Open Source Software: A Survey from 10,000 Feet

Open Source Software: A Survey from 10,000 Feet provides an overview of the history, development, and applications of open source software (OSS). OSS is software distributed with a license allowing access to its source code, free redistribution, the creation of derived works, and unrestricted use. The history of open source software can be traced back to the 1950s. Open source applications cover most areas of consumer and business software. The organization of open source development projects often differs from proprietary ones in terms of their organizational structure, membership, leadership, contribution policies and quality control. Behind a successful OSS project is its community, ranging from core developers to passive users. The key defining element of open source software is its license, which must satisfy a list of important requirements. There are numerous open source licenses, and they mainly differ in how they treat derived software: some contain provisions that maintain its availability in open source form, while others allow more flexibility.

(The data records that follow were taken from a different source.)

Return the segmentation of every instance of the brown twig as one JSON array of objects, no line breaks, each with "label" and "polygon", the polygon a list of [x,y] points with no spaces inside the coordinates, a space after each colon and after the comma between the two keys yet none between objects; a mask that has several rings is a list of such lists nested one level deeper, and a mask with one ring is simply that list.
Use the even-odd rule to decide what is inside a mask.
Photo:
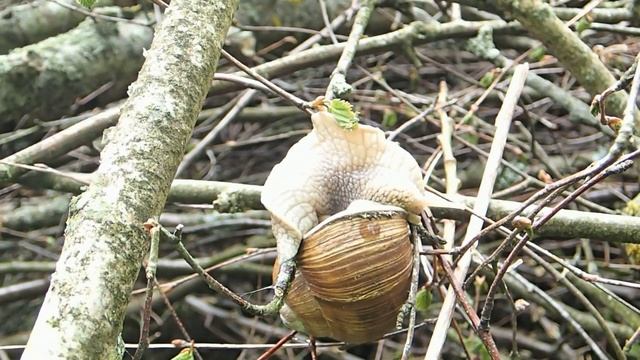
[{"label": "brown twig", "polygon": [[[496,169],[500,164],[500,160],[502,158],[502,149],[504,148],[504,143],[506,142],[506,137],[509,132],[509,125],[511,124],[511,117],[513,116],[513,111],[515,109],[517,99],[520,97],[520,93],[524,87],[524,81],[526,79],[526,74],[528,72],[528,65],[518,65],[516,70],[514,71],[514,76],[511,81],[511,85],[507,90],[507,96],[505,96],[505,101],[503,102],[502,108],[498,117],[496,118],[496,127],[499,129],[496,132],[494,137],[494,142],[491,147],[490,157],[487,161],[487,165],[485,167],[485,174],[483,175],[482,182],[480,184],[480,189],[478,191],[478,198],[476,200],[476,204],[474,206],[474,212],[484,215],[487,211],[489,205],[489,199],[491,198],[491,193],[493,190],[493,185],[495,179],[497,177]],[[482,228],[483,221],[479,218],[473,217],[471,218],[469,225],[467,226],[467,233],[463,240],[463,245],[469,243],[472,238],[475,236],[477,232],[480,232]],[[438,317],[438,323],[436,323],[436,327],[434,329],[433,335],[431,337],[431,341],[429,342],[429,347],[427,348],[427,352],[425,354],[425,359],[435,359],[440,355],[442,345],[444,344],[444,337],[446,334],[446,330],[449,327],[451,322],[451,316],[453,314],[453,306],[455,301],[455,291],[456,289],[453,287],[454,284],[459,281],[461,282],[464,279],[464,276],[467,273],[469,268],[469,264],[471,262],[471,254],[469,252],[462,255],[461,260],[458,263],[458,267],[455,271],[455,276],[452,277],[452,285],[449,287],[447,291],[447,296],[445,297],[444,303],[442,305],[442,309],[440,311],[440,315]],[[486,339],[486,334],[482,335]],[[481,337],[482,337],[481,336]]]},{"label": "brown twig", "polygon": [[269,350],[265,351],[262,355],[260,355],[260,357],[258,357],[258,360],[267,360],[269,358],[271,358],[271,356],[278,351],[282,345],[286,344],[287,342],[289,342],[289,340],[293,339],[293,337],[297,334],[297,331],[292,331],[289,333],[289,335],[283,337],[282,339],[278,340],[278,342],[273,345]]},{"label": "brown twig", "polygon": [[252,78],[254,78],[257,81],[261,82],[264,86],[268,87],[271,91],[276,93],[278,96],[282,97],[283,99],[287,100],[291,104],[295,105],[300,110],[306,111],[309,114],[312,113],[311,112],[311,106],[306,101],[304,101],[304,100],[300,99],[299,97],[297,97],[297,96],[285,91],[284,89],[282,89],[278,85],[274,84],[272,81],[270,81],[267,78],[265,78],[264,76],[258,74],[255,70],[251,69],[250,67],[248,67],[245,64],[243,64],[242,62],[240,62],[238,59],[233,57],[233,55],[229,54],[226,50],[220,49],[220,54],[222,54],[222,56],[224,56],[225,59],[229,60],[229,62],[231,62],[232,64],[237,66],[240,70],[244,71],[247,75],[251,76]]},{"label": "brown twig", "polygon": [[349,69],[351,61],[356,54],[358,42],[364,34],[364,29],[369,23],[369,17],[371,16],[375,5],[374,0],[360,1],[361,6],[353,21],[353,26],[349,33],[349,39],[347,39],[344,50],[342,50],[340,59],[338,59],[338,64],[331,73],[331,80],[329,81],[329,85],[327,85],[327,91],[324,95],[327,100],[342,98],[351,93],[351,85],[346,82],[347,70]]},{"label": "brown twig", "polygon": [[462,305],[462,308],[464,309],[465,314],[471,320],[471,324],[473,325],[474,331],[478,334],[478,336],[482,340],[482,343],[484,344],[485,348],[489,352],[489,356],[491,356],[492,360],[500,360],[500,352],[496,347],[495,341],[493,340],[491,333],[489,333],[488,331],[487,332],[479,331],[480,318],[478,317],[478,314],[473,309],[473,307],[471,307],[471,304],[469,304],[469,302],[467,301],[467,297],[466,297],[467,295],[462,290],[462,287],[460,286],[460,284],[457,282],[456,276],[453,272],[453,269],[451,268],[451,264],[444,257],[444,255],[438,255],[438,258],[440,259],[440,263],[442,264],[442,268],[444,269],[445,274],[447,275],[447,278],[449,278],[449,284],[453,288],[453,291],[456,295],[456,299],[458,300],[458,303]]},{"label": "brown twig", "polygon": [[[594,176],[593,178],[591,178],[589,181],[587,181],[585,184],[583,184],[581,187],[579,187],[576,191],[574,191],[572,193],[572,196],[569,196],[569,197],[563,199],[551,211],[547,212],[540,219],[536,220],[533,223],[533,225],[531,226],[532,231],[535,231],[535,229],[537,229],[540,226],[544,225],[544,223],[549,221],[549,219],[551,219],[551,217],[554,214],[556,214],[558,211],[560,211],[560,209],[562,209],[564,206],[566,206],[569,202],[573,201],[573,199],[575,199],[575,197],[579,196],[584,191],[586,191],[587,189],[591,188],[597,182],[603,180],[607,176],[620,173],[621,171],[624,171],[625,169],[627,169],[629,166],[631,166],[630,159],[633,158],[633,157],[636,157],[638,155],[640,155],[640,150],[637,150],[634,153],[629,154],[629,156],[626,156],[625,158],[621,159],[618,163],[612,165],[606,171],[603,171],[603,172],[597,174],[596,176]],[[481,323],[481,331],[483,331],[483,332],[488,332],[489,331],[489,321],[490,321],[490,318],[491,318],[491,312],[493,310],[494,297],[495,297],[497,288],[498,288],[499,284],[501,283],[502,278],[506,274],[509,266],[515,261],[517,254],[520,252],[522,247],[524,247],[524,245],[527,243],[527,241],[529,239],[530,239],[530,236],[529,235],[525,235],[525,236],[522,237],[521,240],[518,241],[518,243],[514,246],[513,250],[511,250],[511,252],[507,256],[507,258],[505,259],[503,265],[500,267],[500,269],[499,269],[498,273],[496,274],[493,282],[491,283],[491,286],[489,287],[489,291],[488,291],[487,296],[486,296],[486,300],[485,300],[484,306],[482,308],[482,313],[481,313],[481,321],[482,321],[482,323]],[[596,351],[596,349],[594,349],[594,351]],[[606,356],[601,357],[601,358],[606,359]]]},{"label": "brown twig", "polygon": [[144,307],[142,311],[142,327],[140,328],[140,340],[138,348],[133,354],[133,360],[142,359],[144,351],[149,346],[149,326],[151,322],[151,301],[153,300],[153,286],[155,284],[156,269],[158,266],[158,246],[160,244],[160,224],[155,219],[149,219],[144,228],[151,238],[149,245],[149,258],[147,260],[147,287],[145,290]]},{"label": "brown twig", "polygon": [[[173,321],[175,321],[176,325],[178,325],[178,329],[180,329],[180,332],[182,333],[182,336],[184,336],[184,338],[187,341],[193,342],[194,341],[193,338],[191,337],[191,335],[189,335],[189,332],[187,331],[187,328],[182,323],[182,320],[180,320],[180,317],[178,316],[178,313],[176,312],[176,309],[174,309],[173,305],[171,304],[171,301],[167,297],[167,294],[165,294],[164,291],[162,290],[162,288],[160,287],[160,284],[158,283],[157,279],[154,279],[154,284],[155,284],[156,288],[158,289],[158,293],[160,294],[160,297],[162,298],[162,301],[164,301],[165,306],[167,307],[167,309],[169,309],[169,312],[171,313],[171,317],[173,317]],[[204,360],[202,358],[202,355],[200,355],[200,352],[198,352],[198,349],[196,347],[193,347],[193,354],[196,356],[196,358],[198,360]]]}]

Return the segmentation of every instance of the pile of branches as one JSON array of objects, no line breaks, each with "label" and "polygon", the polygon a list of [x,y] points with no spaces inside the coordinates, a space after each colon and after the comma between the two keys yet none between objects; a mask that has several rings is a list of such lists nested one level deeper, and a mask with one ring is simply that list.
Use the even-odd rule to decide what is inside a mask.
[{"label": "pile of branches", "polygon": [[[640,357],[640,2],[85,3],[0,0],[0,358]],[[442,200],[417,319],[377,343],[314,349],[149,255],[182,225],[267,302],[261,185],[320,96]]]}]

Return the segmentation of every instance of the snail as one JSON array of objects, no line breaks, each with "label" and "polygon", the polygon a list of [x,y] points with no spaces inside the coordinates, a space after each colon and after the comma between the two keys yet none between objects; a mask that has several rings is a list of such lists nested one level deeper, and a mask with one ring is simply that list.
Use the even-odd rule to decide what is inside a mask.
[{"label": "snail", "polygon": [[327,111],[311,120],[261,196],[277,241],[274,283],[286,296],[280,316],[314,337],[374,341],[407,299],[409,223],[428,205],[420,167],[375,127],[345,130]]}]

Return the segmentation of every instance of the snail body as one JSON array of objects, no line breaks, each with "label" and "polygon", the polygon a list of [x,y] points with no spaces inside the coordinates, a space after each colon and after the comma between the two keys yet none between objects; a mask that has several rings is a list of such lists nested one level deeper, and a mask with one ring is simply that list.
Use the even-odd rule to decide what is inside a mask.
[{"label": "snail body", "polygon": [[408,224],[428,205],[422,173],[380,129],[345,130],[325,111],[311,120],[261,196],[277,241],[276,288],[291,274],[278,269],[298,268],[280,315],[317,337],[377,340],[408,295]]}]

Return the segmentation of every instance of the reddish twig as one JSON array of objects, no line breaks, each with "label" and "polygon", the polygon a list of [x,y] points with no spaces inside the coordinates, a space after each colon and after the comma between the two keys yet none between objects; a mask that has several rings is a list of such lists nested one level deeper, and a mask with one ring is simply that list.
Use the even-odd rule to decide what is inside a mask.
[{"label": "reddish twig", "polygon": [[265,351],[262,355],[260,355],[260,357],[258,358],[258,360],[267,360],[269,358],[271,358],[271,356],[278,351],[282,345],[286,344],[287,342],[289,342],[289,340],[291,340],[298,332],[297,331],[292,331],[289,333],[289,335],[283,337],[282,339],[278,340],[277,343],[275,343],[275,345],[273,345],[269,350]]}]

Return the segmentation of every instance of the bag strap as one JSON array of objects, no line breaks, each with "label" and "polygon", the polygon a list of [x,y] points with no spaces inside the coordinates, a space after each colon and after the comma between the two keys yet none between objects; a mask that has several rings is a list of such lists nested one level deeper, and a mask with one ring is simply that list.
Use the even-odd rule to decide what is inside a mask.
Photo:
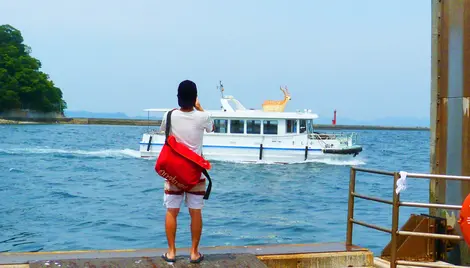
[{"label": "bag strap", "polygon": [[209,184],[207,185],[206,193],[204,194],[204,197],[203,197],[203,199],[207,200],[209,199],[209,195],[211,194],[212,180],[211,180],[211,176],[209,176],[209,173],[207,173],[207,170],[202,169],[202,174],[204,174],[204,176],[206,176],[207,180],[209,181]]},{"label": "bag strap", "polygon": [[170,135],[170,130],[171,130],[171,113],[173,113],[173,110],[168,111],[168,114],[166,115],[166,125],[165,125],[165,143],[168,140],[168,136]]}]

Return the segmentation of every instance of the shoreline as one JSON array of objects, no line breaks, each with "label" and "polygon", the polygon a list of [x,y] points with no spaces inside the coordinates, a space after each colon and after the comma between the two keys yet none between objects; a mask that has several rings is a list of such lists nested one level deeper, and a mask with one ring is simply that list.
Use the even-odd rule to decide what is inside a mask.
[{"label": "shoreline", "polygon": [[[73,124],[73,125],[122,125],[122,126],[160,126],[161,120],[147,119],[117,119],[117,118],[0,118],[0,125],[23,124]],[[325,130],[404,130],[404,131],[429,131],[429,127],[402,127],[402,126],[377,126],[377,125],[328,125],[314,124],[314,129]]]},{"label": "shoreline", "polygon": [[23,121],[23,120],[9,120],[9,119],[1,119],[0,118],[0,125],[30,125],[30,124],[38,124],[37,122],[31,121]]}]

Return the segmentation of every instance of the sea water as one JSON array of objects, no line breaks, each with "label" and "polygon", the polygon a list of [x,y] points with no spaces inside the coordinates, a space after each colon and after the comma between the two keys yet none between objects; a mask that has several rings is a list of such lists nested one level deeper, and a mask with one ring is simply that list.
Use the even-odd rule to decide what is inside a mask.
[{"label": "sea water", "polygon": [[[146,127],[0,126],[0,252],[166,247],[163,181],[139,157]],[[429,172],[428,131],[358,131],[364,151],[288,165],[213,162],[201,246],[342,242],[351,166]],[[390,199],[393,177],[358,173],[357,192]],[[408,179],[402,199],[427,202],[429,181]],[[391,226],[389,205],[357,200],[355,218]],[[410,213],[401,208],[400,224]],[[177,246],[190,246],[189,217]],[[354,227],[380,254],[390,236]]]}]

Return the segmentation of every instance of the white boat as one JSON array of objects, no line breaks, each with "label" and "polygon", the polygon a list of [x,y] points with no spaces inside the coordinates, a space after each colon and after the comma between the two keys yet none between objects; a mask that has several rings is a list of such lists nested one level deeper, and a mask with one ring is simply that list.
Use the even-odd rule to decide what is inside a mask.
[{"label": "white boat", "polygon": [[[355,157],[362,151],[355,144],[356,133],[318,133],[313,128],[313,120],[318,116],[310,110],[284,112],[290,94],[287,89],[281,90],[284,101],[266,101],[262,110],[246,109],[237,99],[222,93],[221,109],[207,111],[214,120],[215,130],[204,134],[204,157],[220,161],[295,163],[332,155]],[[163,131],[149,129],[143,134],[141,157],[158,156],[165,142]]]}]

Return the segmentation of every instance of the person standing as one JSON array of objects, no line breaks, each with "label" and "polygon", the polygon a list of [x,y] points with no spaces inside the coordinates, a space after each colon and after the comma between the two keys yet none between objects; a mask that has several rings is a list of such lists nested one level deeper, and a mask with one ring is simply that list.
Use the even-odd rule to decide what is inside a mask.
[{"label": "person standing", "polygon": [[[170,133],[175,136],[179,143],[202,155],[204,132],[212,132],[214,128],[210,114],[205,112],[199,103],[197,86],[190,80],[185,80],[179,84],[177,98],[180,108],[174,110],[171,114]],[[160,126],[161,131],[165,131],[167,113],[163,116]],[[189,192],[182,191],[169,183],[168,180],[164,182],[164,189],[164,205],[167,209],[165,231],[168,240],[168,251],[162,255],[162,258],[167,262],[176,261],[177,217],[184,199],[191,217],[192,245],[189,259],[191,263],[199,263],[204,259],[204,255],[199,252],[199,242],[202,234],[202,208],[204,206],[203,197],[206,189],[206,179],[202,175],[201,181]]]}]

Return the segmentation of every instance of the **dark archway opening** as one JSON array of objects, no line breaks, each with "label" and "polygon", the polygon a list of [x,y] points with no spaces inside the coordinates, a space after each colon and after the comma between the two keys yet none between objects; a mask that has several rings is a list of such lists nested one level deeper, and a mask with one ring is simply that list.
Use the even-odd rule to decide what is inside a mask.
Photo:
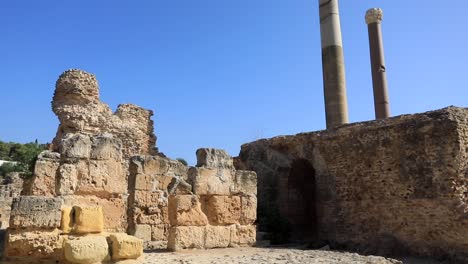
[{"label": "dark archway opening", "polygon": [[317,238],[315,169],[306,159],[291,164],[287,184],[286,217],[292,225],[292,239],[313,241]]}]

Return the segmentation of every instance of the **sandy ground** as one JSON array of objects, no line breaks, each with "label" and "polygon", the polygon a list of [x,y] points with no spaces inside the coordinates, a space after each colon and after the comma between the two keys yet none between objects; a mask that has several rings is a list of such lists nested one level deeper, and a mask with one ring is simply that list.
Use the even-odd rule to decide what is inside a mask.
[{"label": "sandy ground", "polygon": [[290,248],[227,248],[187,250],[181,252],[145,253],[144,264],[437,264],[431,260],[408,258],[403,261],[342,253],[328,250],[302,250]]}]

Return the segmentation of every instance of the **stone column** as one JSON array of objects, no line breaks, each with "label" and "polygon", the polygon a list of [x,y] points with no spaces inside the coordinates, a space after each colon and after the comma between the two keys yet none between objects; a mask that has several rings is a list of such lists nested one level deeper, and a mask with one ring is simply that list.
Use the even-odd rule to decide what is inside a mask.
[{"label": "stone column", "polygon": [[319,0],[327,128],[348,123],[348,102],[338,0]]},{"label": "stone column", "polygon": [[390,116],[390,103],[388,100],[387,74],[385,72],[385,58],[381,28],[382,18],[382,9],[372,8],[367,10],[366,23],[369,30],[369,48],[376,119],[387,118]]}]

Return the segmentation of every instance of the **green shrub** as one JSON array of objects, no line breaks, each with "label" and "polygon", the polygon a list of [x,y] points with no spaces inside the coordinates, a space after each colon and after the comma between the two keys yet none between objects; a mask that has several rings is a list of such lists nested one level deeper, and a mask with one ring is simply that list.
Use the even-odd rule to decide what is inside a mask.
[{"label": "green shrub", "polygon": [[37,156],[47,149],[47,144],[35,142],[19,144],[0,141],[0,159],[14,161],[0,166],[0,176],[10,172],[21,172],[23,176],[32,176]]},{"label": "green shrub", "polygon": [[184,160],[183,158],[177,158],[176,160],[178,160],[180,163],[184,164],[185,166],[188,166],[187,161]]}]

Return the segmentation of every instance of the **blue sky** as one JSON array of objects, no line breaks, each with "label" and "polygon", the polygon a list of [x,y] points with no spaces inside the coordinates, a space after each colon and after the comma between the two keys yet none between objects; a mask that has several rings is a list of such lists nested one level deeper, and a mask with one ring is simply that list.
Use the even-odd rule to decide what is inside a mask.
[{"label": "blue sky", "polygon": [[[350,121],[374,118],[364,14],[384,9],[392,115],[467,106],[468,1],[341,0]],[[157,146],[199,147],[325,128],[318,0],[1,1],[0,140],[50,142],[61,72],[101,99],[155,112]]]}]

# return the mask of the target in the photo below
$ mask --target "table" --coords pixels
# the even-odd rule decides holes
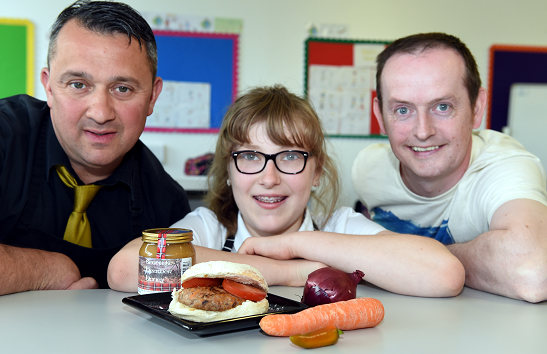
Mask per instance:
[[[298,300],[302,288],[271,287]],[[418,298],[358,285],[382,301],[376,328],[346,331],[316,353],[546,353],[547,302],[530,304],[470,288],[454,298]],[[113,290],[0,296],[3,353],[293,353],[304,349],[259,329],[200,338],[122,303]]]

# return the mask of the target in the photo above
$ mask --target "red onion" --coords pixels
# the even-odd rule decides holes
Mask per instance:
[[[365,276],[360,270],[348,274],[334,268],[321,268],[308,275],[302,302],[308,306],[355,299],[357,284]]]

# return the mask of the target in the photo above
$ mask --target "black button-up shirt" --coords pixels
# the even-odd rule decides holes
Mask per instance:
[[[26,95],[0,100],[1,243],[63,252],[65,246],[48,249],[44,241],[68,243],[62,238],[74,206],[74,190],[60,180],[56,164],[82,184],[57,140],[47,104]],[[184,189],[141,141],[111,176],[95,184],[103,187],[87,209],[93,249],[119,249],[142,230],[169,227],[190,211]],[[78,264],[74,258],[86,250],[75,247],[67,255]]]

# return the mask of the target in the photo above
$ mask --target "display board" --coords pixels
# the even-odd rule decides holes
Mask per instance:
[[[376,56],[389,43],[306,40],[305,95],[330,136],[380,135],[372,110],[376,97]]]
[[[517,139],[526,150],[539,157],[547,166],[547,84],[520,84],[511,86],[509,99],[509,135]]]
[[[547,47],[490,47],[487,128],[507,126],[511,87],[515,83],[547,83]]]
[[[34,26],[0,18],[0,98],[34,95]]]
[[[237,95],[237,34],[154,31],[165,84],[145,131],[216,133]]]

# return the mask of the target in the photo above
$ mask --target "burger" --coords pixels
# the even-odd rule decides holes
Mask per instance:
[[[268,284],[246,264],[213,261],[190,267],[174,290],[169,312],[194,322],[213,322],[268,311]]]

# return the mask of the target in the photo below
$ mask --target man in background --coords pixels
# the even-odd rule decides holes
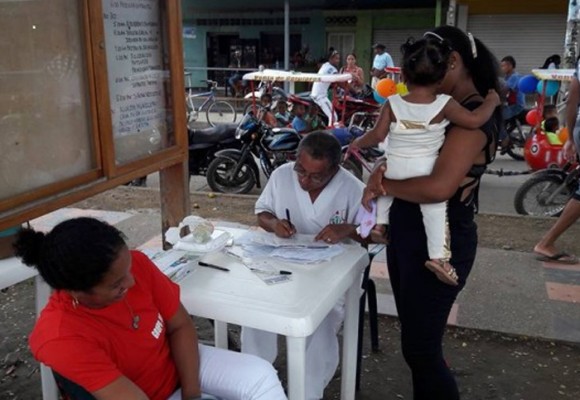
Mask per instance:
[[[385,51],[386,47],[384,44],[377,43],[373,46],[373,49],[375,51],[375,58],[373,59],[373,67],[371,69],[371,86],[375,89],[377,83],[387,75],[385,68],[392,68],[395,66],[395,63],[391,55]]]
[[[526,97],[519,90],[520,74],[516,72],[516,60],[512,56],[502,58],[500,64],[501,71],[504,75],[506,93],[506,104],[503,108],[503,119],[507,121],[517,117],[526,107]],[[505,129],[500,131],[499,135],[501,154],[505,154],[509,146],[509,138]]]

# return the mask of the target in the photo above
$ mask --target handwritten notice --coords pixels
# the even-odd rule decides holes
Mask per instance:
[[[114,135],[154,137],[166,130],[159,1],[103,0],[103,19]]]

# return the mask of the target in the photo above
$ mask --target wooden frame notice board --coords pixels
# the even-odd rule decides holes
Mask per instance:
[[[155,171],[163,228],[176,225],[189,208],[180,1],[9,2],[0,14],[14,21],[0,39],[13,57],[0,64],[0,231]]]

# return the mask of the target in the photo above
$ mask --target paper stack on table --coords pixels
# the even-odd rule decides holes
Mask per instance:
[[[200,255],[183,250],[143,251],[151,261],[173,282],[181,281],[191,270]]]
[[[239,240],[244,257],[272,257],[299,264],[328,261],[344,251],[340,244],[328,245],[314,241],[315,235],[295,234],[291,238],[279,238],[273,233],[248,231]]]

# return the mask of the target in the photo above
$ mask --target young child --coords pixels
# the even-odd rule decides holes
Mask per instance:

The emergence of open source software is fueling the economy as a whole through its widespread adoption as a cheap alternative to pricey proprietary products and as a driver behind many successful e-business ventures. Open source is also directly affecting specific sectors: the software development industry through competition and new business opportunities; hardware development through lower cost and barriers of entry, consumer-led innovation and policy enforcement difficulties; academia through valuable opportunities for research and student involvement in real-world applications, as well as the availability of software tools and the provision of pioneering new courses. It can lead to new design, production, marketing, and business models, as well as ways to develop large complex software systems in an organic manner. Challenges lie ahead, and problems still need to be overcome, so the potential for future research on OSS is large. More important however is the ability of open source development models to democratize technology and innovation.